Mean time between failures for exponential distribution.

586 Views Asked by At

Let's say I have n independent machines that fail according to independent exponential distributions with mean of 1000 days. The machines can be shut down by the operator, so some of the samples we observe will be censored. For example, if a machine was started today morning and shut down in the afternoon, with no failures in between, we can only say the mean time between failures was more than 12 hours, not exactly how much more. So, we have some sampled observations, $t_i$ where we observe actual inter-arrival times between failures and some censored observations, $x_j$ where we only observe that the failure took more than this time. How do we get the best estimate for the rate, $\lambda$? For this, we can use maximum likelihood.

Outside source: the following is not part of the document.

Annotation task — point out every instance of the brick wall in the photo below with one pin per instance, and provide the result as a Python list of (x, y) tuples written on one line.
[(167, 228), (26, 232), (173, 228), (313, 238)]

$$L(\lambda)=\Pi_1^n f_T(t_i) \Pi_1^mF_T(x_j)$$

Where $f_T(t)$ is the PDF of the exponential distribution and $F_T(t)$ is the survival function. The lok-likelihood then becomes:

$$ll(\lambda) = \sum_1^n (log(\lambda)-\lambda t_i) +\sum_1^m-\lambda x_j$$ Differentiating with respect to $\lambda$ and setting to zero we get:

$$\frac{1}{\lambda} = \frac{\sum t_i +\sum x_j}{n}$$

Where $\frac{1}{\lambda}$ is the MTBF. Here, $n$ is the number of sampled observations. In other words, instances where we actually witnessed the time between two failures.

This is where things seem to fall apart. Let's say there is a single machine that fails every 1000 days. I run it continuously from 3000 days and hence see 3 failures. From the final formula above, the $n$ should be 2 since I only saw it fail consecutively twice (day 1000 to day 2000 and day 2000 to day 3000). The first failure is a censored observation. However, this would give an MTBF of 3000/2 = 1500 which is wrong.

Now consider another scenario. Suppose I have 2000 such machines, but can observe them only within the span of a day. If I take any random day, I'll need to sample 2000 machines on average before I observe two failures (and then $n$ = 1). So, the MTBF for this combined system is 1 day/ 1 sample between failures = 1. Since this is for the system of 2000 machines, the MTBF for a single machine must be 1*2000. This is a factor of two off.

Note in both of these examples, if I take $n$ to simply be the number of failures, everything works out. But that doesn't seem to be it's definition. What am I missing here?

1

There are 1 best solutions below

0
On

It actually has nothing to do with having censored data or not.

This is another example of the inspection paradox. Roughly speaking, it is how you treat the zero point $(t=0)$.

There are numerous materials out there, and there have been plenty of posts mentioning this exact term that can be easily found via search.

In particular, I find this post or an earlier one as a good starting point, with both the questions and the answers well formulated. The one in 2014 is quite comprehensive and might be unnecessarily detailed, while the 2011 answer post is terse and insightful.